Community Strategy Insights

The latest insights on community strategy, technology, and value by FeverBee’s founder, Richard Millington

Who Decides Who Is A Grandmaster?

Richard Millington
Richard Millington

Founder of FeverBee

Chess has been around since the 6th century – but there wasn’t a grandmaster until a journalist used the phrase in 1838.

Even for the next decade, it was largely an informal term – used at the subject whim of journalists and players to describe great players in history. A grandmaster recognised by one player (or by one country) wasn’t necessarily recognised as a grandmaster by others.

This changed in the 1950s when FIDE (The World Chess Federation) put together a simple criteria which has gradually grown in complexity over the years.

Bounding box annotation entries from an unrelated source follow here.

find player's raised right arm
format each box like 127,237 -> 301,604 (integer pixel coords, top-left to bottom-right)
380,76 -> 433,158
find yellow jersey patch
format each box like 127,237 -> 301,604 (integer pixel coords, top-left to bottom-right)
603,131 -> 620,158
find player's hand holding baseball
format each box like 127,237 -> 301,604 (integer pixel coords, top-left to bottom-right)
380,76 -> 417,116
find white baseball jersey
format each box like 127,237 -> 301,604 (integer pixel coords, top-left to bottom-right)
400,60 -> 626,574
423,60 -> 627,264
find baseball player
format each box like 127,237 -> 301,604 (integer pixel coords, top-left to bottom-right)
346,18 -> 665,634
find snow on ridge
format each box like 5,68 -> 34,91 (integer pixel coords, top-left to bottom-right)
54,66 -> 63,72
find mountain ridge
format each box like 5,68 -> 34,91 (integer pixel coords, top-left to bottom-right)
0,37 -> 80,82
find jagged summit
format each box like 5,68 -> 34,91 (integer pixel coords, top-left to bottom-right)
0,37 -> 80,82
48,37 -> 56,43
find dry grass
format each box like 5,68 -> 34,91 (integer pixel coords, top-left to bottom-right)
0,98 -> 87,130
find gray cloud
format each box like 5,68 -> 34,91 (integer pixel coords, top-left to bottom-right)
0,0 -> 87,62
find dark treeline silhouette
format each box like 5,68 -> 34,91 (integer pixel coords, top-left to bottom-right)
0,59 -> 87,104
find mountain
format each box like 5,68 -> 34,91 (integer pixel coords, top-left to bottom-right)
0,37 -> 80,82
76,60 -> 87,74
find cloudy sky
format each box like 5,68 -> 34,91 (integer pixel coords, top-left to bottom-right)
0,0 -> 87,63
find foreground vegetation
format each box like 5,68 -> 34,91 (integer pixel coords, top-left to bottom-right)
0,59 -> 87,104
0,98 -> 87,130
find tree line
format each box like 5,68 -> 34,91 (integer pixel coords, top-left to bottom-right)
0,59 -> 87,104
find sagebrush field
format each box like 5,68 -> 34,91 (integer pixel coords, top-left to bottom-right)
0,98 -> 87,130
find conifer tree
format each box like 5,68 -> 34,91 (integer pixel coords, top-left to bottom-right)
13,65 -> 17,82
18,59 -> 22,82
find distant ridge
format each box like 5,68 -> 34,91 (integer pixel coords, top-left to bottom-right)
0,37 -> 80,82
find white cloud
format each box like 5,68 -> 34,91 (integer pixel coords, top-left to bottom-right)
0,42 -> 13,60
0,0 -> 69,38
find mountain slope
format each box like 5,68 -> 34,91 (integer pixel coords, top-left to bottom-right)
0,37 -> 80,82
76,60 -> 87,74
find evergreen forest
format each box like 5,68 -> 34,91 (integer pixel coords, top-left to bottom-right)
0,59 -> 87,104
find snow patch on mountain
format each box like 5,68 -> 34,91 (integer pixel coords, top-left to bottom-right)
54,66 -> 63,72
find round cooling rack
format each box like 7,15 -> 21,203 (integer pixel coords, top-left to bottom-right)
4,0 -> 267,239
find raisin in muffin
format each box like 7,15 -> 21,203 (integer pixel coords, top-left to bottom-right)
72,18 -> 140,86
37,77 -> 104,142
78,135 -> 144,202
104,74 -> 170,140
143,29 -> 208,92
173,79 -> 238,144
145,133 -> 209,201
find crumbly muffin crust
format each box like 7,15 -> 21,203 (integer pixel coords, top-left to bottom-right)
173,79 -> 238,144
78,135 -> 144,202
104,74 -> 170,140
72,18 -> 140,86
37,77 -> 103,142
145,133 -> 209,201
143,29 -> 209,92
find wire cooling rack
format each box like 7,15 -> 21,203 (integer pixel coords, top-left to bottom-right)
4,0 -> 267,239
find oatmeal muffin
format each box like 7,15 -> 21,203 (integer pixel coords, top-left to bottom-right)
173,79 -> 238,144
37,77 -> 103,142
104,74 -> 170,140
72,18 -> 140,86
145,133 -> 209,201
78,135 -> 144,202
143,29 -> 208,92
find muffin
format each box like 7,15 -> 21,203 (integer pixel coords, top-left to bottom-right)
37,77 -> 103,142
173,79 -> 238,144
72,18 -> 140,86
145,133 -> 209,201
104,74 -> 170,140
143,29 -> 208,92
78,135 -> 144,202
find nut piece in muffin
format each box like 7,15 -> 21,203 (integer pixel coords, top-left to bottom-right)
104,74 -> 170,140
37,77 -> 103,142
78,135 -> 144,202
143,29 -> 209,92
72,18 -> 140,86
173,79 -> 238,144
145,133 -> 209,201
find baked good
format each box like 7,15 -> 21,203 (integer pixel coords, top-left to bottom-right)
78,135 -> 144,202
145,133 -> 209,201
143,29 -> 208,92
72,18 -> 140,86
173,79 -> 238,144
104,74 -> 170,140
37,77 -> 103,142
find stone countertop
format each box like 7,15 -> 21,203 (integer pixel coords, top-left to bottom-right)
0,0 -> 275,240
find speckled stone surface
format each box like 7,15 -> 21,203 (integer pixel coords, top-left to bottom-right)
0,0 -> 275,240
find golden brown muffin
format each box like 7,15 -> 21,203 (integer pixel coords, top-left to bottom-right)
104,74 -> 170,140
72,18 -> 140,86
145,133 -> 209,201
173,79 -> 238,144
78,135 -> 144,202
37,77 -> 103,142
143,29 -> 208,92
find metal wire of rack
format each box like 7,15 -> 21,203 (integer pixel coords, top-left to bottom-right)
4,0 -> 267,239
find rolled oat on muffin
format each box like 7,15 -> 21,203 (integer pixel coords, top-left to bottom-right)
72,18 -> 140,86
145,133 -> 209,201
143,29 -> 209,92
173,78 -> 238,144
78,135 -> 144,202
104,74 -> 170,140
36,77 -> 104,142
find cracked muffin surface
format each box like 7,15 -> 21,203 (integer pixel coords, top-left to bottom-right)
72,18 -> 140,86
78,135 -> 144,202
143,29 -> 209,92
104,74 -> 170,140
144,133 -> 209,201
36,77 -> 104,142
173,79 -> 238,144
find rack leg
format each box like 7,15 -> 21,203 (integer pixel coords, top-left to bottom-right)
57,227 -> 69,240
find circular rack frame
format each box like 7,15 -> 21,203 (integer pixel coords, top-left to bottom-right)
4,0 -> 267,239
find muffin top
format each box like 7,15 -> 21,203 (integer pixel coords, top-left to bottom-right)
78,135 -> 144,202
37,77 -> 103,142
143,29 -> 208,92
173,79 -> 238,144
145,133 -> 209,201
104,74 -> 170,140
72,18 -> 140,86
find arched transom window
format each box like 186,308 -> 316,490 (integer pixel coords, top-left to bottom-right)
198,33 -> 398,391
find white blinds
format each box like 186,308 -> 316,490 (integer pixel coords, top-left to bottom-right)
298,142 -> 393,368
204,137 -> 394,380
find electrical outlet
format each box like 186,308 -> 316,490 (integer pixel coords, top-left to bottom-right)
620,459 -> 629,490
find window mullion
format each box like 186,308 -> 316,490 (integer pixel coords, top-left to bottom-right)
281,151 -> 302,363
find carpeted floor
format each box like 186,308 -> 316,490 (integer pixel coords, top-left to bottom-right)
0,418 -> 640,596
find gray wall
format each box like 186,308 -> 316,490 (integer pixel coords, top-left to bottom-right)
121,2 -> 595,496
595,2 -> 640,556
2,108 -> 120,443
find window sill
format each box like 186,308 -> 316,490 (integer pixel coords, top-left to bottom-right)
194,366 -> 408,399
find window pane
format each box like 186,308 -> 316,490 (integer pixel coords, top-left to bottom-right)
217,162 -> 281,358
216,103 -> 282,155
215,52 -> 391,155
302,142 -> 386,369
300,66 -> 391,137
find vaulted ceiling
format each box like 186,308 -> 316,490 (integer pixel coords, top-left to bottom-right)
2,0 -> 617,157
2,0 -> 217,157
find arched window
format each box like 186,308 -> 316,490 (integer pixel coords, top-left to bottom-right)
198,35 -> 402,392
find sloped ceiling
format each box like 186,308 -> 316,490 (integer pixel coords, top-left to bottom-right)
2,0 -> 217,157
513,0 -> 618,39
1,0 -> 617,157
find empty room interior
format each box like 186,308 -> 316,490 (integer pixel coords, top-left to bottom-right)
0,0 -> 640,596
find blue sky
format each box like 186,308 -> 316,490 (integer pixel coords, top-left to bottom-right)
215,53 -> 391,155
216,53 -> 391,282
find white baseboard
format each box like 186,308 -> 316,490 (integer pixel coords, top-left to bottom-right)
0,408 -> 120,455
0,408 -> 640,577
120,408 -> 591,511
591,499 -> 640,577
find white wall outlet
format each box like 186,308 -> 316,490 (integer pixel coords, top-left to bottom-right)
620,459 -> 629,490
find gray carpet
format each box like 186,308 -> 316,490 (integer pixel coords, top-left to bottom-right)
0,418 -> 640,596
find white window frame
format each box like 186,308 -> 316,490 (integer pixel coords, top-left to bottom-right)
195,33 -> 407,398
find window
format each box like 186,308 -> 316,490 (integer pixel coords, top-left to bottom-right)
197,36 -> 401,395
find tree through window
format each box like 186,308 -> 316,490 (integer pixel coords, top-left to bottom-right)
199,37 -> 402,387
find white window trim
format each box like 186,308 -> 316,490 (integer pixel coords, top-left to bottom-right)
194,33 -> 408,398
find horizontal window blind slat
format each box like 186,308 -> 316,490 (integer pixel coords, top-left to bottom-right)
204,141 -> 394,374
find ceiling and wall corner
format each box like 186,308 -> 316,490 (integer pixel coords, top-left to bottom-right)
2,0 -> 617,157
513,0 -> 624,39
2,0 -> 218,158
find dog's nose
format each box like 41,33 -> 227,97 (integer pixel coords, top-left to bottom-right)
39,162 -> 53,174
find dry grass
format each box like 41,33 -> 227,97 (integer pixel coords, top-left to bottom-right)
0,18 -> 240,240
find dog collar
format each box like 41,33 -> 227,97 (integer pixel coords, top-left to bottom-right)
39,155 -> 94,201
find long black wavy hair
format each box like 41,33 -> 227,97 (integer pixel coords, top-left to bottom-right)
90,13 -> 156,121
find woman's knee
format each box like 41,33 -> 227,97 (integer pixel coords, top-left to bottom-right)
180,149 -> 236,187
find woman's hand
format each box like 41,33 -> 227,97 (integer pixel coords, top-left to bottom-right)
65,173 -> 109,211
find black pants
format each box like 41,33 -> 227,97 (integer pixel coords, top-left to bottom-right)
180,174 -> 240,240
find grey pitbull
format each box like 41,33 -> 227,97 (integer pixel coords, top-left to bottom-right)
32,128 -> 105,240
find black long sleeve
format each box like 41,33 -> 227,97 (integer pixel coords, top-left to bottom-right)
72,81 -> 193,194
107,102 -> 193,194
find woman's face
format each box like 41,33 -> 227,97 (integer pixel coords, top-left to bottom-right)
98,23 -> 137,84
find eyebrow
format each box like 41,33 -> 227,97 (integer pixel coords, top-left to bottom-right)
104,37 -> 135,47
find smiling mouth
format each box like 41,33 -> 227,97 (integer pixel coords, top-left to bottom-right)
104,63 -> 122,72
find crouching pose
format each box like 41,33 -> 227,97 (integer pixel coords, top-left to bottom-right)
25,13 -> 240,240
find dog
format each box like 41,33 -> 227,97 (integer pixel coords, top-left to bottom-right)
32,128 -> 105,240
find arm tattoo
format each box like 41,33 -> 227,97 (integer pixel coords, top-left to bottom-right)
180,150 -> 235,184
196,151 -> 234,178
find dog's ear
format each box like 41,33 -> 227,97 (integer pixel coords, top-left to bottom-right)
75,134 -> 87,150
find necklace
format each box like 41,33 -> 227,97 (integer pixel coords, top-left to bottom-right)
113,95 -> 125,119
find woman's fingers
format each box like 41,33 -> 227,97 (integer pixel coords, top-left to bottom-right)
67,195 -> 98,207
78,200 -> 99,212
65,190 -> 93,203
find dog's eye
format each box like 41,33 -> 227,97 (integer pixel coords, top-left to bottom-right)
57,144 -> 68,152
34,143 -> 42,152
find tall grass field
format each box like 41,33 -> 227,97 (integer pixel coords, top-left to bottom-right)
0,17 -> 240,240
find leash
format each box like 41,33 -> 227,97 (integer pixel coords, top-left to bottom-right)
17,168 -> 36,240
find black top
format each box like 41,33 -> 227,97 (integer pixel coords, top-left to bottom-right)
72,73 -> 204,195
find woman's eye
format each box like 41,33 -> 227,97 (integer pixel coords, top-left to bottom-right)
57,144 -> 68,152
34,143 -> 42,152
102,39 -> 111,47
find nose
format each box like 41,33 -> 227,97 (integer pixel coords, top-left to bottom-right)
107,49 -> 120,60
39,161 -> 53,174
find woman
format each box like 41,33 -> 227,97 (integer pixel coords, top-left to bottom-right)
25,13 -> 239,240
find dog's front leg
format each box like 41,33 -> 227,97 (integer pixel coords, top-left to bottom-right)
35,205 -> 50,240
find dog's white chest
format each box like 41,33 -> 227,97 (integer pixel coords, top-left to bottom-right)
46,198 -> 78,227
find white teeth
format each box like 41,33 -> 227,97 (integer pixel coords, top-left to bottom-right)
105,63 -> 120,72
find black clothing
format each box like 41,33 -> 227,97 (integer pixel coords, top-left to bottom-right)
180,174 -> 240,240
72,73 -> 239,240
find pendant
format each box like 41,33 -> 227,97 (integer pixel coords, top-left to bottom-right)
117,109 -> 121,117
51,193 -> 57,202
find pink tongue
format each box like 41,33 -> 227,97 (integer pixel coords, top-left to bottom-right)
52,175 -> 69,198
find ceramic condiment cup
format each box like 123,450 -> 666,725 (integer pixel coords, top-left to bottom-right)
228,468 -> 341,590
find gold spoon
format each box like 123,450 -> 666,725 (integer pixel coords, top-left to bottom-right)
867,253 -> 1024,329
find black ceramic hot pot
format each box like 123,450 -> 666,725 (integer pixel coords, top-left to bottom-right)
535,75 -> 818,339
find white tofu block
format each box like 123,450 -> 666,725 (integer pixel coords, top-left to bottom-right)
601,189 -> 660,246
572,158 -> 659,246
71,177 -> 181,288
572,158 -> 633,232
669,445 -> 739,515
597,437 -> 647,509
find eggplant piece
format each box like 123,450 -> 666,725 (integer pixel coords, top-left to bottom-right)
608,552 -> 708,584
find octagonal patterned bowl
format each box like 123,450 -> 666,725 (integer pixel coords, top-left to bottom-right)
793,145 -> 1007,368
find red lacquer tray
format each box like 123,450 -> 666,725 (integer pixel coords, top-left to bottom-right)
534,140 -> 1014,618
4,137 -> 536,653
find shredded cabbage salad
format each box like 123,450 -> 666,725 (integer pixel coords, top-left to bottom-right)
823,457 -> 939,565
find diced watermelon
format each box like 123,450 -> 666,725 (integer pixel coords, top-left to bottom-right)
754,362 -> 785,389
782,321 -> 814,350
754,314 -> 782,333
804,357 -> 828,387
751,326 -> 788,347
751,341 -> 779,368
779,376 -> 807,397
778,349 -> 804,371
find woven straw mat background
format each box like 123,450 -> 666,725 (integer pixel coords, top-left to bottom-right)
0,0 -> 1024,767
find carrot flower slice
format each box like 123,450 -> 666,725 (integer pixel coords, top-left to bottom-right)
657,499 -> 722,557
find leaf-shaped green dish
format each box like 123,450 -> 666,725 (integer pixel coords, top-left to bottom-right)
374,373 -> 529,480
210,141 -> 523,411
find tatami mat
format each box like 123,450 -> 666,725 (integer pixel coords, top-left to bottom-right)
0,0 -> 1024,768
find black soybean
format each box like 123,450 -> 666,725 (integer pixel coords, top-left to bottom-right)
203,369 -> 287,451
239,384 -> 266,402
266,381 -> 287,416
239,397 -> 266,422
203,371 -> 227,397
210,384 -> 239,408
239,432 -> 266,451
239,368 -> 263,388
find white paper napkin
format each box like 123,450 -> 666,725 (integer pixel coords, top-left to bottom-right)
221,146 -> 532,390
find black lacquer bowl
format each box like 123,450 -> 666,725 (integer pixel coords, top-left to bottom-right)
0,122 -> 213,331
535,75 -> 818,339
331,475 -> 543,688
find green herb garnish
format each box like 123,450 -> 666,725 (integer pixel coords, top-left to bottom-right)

The criteria doesn’t aim to identify the best players, chess has another system for that. It instead recognises players whose achievements can’t be fully captured within the rating system. It’s a title many will aspire to but few will ever gain.

You can probably see the parallels. I suspect many more communities would benefit from a dedicated leader like yourself putting together a simple criteria to recognise their grandmasters. Simple badges and superuser systems don’t quite cut it. You might put together a criteria that includes:

  • Speaking on stage at a major event in your industry.
  • Publishing a popular book in the field (or publishing an article/video with 50k+ views)
  • Replying to over 1000 questions with 500 accepted solutions.
  • 3 ideas incorporated into the community or the product.

If you research the people who have created a hall of fame, launched industry federations and associations, or set up their own grandmaster systems, you soon find they were rarely given permission. They simply saw the need and created it. Over time, it stuck.

Who are your Grandmasters going to be?